DSSSL should allow the symbols uppercase, lowercase, capitalize as the value of char-map. This would use the language and country characteristics to determine how to perform the case conversion.

Procedures should also be to the expression language to perform case conversion using a specified language and country (these would default to the system's default language and country). At the moment the DSSSL expression language allows explicit specification of language-specific rules for case conversion, and provides procedures for performing case conversion using these rules, which allows for maximum interchangeability but is burdensome for users and implementors. Many operating systems provide facilities to define and use language-specific rules for case-conversion. The new procedures would allow DSSSL implementations to take advantage of these facilities.

Borders

The effects of CSS1 borders are achieved in DSSSL with the box flow object.

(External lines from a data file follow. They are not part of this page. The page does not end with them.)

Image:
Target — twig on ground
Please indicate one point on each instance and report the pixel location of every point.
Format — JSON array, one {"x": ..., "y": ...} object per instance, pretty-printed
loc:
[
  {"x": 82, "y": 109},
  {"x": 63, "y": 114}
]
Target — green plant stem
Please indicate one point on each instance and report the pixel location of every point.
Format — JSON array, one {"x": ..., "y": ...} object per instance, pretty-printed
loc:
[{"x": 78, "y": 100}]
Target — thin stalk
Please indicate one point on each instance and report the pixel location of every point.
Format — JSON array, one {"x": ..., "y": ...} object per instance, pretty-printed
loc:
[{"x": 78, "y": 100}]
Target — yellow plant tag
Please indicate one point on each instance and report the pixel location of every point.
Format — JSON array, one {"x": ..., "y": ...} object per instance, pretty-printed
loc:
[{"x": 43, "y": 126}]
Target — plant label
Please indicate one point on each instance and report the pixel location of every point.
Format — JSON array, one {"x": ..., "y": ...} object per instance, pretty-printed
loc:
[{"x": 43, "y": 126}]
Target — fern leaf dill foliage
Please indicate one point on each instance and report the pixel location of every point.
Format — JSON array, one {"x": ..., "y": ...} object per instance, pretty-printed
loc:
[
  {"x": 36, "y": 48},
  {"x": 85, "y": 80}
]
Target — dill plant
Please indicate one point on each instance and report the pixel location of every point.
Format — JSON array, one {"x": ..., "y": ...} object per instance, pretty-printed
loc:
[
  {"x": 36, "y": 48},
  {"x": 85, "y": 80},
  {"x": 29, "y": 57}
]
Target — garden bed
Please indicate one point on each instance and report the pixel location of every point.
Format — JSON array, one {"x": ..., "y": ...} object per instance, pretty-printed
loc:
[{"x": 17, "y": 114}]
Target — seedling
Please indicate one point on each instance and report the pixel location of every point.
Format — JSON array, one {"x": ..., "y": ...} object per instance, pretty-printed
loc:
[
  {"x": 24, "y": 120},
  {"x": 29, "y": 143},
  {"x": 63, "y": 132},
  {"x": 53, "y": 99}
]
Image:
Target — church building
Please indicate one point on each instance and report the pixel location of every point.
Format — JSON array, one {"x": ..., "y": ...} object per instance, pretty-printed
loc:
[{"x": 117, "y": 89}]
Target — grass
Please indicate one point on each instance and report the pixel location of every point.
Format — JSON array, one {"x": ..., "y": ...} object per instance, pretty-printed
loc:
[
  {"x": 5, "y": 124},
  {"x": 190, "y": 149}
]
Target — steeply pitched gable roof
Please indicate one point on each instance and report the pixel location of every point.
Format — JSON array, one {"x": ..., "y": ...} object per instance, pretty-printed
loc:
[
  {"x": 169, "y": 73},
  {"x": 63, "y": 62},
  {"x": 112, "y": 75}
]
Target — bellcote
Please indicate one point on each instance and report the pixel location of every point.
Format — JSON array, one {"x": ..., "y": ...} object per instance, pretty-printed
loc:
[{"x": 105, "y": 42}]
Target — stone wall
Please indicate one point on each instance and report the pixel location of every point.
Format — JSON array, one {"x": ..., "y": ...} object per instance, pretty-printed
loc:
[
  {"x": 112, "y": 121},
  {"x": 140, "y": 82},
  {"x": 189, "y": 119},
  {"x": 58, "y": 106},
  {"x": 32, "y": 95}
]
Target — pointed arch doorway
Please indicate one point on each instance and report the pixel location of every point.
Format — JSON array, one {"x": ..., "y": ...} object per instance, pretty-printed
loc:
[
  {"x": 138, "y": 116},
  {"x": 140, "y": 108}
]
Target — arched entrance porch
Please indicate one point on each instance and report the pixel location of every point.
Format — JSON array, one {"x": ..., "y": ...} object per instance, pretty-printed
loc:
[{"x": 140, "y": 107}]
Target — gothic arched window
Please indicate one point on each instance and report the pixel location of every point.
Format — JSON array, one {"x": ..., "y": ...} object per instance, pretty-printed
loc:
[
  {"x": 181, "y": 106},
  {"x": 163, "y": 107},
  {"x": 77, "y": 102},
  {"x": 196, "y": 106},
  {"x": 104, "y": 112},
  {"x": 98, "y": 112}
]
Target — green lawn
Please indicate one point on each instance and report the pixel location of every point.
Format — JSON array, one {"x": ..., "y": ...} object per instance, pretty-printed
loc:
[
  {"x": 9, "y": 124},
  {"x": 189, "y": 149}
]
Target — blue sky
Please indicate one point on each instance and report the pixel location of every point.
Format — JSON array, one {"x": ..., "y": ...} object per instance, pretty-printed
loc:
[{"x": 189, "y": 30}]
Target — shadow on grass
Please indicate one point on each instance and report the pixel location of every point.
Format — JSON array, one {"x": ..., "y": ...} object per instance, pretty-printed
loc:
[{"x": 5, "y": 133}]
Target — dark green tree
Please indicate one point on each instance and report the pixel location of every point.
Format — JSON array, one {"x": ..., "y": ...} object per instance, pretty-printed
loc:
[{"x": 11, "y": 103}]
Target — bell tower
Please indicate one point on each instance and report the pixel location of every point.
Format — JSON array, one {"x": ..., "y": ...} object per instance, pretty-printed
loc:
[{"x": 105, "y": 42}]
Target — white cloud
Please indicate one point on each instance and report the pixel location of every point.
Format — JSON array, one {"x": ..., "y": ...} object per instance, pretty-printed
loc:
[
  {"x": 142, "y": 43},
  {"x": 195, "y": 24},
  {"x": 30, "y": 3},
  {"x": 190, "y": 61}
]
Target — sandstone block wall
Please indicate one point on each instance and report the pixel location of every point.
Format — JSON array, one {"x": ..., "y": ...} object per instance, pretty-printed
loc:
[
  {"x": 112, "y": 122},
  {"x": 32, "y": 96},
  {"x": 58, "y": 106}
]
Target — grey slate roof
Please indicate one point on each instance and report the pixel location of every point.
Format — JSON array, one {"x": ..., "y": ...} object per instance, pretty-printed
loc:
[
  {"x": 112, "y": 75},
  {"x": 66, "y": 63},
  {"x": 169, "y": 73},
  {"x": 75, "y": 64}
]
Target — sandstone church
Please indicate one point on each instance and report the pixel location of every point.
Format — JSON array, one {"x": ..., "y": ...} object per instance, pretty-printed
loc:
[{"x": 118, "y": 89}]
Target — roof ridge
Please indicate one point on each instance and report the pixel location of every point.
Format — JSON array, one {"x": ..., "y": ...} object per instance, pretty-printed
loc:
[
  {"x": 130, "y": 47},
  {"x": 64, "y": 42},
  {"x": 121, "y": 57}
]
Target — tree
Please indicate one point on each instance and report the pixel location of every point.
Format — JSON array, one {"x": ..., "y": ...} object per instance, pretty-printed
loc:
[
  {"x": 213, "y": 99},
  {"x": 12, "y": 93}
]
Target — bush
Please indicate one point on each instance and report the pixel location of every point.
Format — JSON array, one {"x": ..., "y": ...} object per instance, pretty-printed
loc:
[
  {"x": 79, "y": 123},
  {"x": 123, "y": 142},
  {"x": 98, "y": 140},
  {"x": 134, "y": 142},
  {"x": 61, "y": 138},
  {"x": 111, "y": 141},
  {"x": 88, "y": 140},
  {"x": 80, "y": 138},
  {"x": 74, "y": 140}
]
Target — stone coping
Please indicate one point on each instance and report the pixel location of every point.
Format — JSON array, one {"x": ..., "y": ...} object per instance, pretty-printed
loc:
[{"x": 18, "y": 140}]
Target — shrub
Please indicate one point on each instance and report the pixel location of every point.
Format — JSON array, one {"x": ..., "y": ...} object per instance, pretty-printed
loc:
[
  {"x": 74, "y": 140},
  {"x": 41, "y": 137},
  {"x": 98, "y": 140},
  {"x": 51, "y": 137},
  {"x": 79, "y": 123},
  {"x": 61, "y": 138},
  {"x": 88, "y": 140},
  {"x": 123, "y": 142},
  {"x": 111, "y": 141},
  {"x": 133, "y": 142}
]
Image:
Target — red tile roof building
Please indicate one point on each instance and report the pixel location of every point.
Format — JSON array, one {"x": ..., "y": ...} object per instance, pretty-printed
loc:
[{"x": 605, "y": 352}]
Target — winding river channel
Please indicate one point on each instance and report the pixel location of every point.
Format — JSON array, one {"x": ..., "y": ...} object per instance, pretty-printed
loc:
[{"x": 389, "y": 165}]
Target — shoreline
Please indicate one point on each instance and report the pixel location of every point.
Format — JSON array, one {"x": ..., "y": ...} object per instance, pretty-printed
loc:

CSS1 allows each side of a box to have different characteristics. DSSSL should have 8 new inherited characteristics (4 for displayed boxes and 4 for inlines boxes) whose values are style objects specifying the style for the corresponding border. Characteristics not specified in the style object would be inherited from the box flow object. The hardest thing is to choose names for each side of the box:

box-before-border-style: For a display box, specifies style for border that is perpendicular to the placement direction and first in the placement direction.
box-after-border-style: For a display box, specifies style for border that is perpendicular to the placement direction and last in the placement direction.
box-start-border-style: For a display box, specifies style for border that is perpendicular to the writing-mode direction and first in the writing-mode direction.
box-end-border-style: For a display box, specifies style for border that is perpendicular to the writing-mode direction and last in the writing mode direction.
box-line-before-border-style: For an inline box, specifies style for border that is perpendicular to the line progression direction and first in the line progression direction.
box-line-after-border-style: For an inline box, specifies style for border that is perpendicular to the line progression direction and last in the line progression direction.
box-escapement-before-border-style: For an inline box, specifies style for border perpendicular to the escapement direction and first in the escapement direction
box-escapement-after-border-style: For an inline box, specifies style for border perpendicular to the escapement direction and last in the escapement direction

CSS1 allows various 3D effects for borders (groove, ridge, inset, outset). I believe these effects can be achieved by using different colors for opposite sides, and (for groove, ridge) by using a line-repeat of 2 and supporting different colors for each line.

Background images

CSS1 offers more extensive control over background images than DSSSL:

The background-repeat property allows control over whether the background image is repeated.
The background-attachment property allows control over whether the background image scrolls along with the content.
The background-position property allows control over the positioning of the background image.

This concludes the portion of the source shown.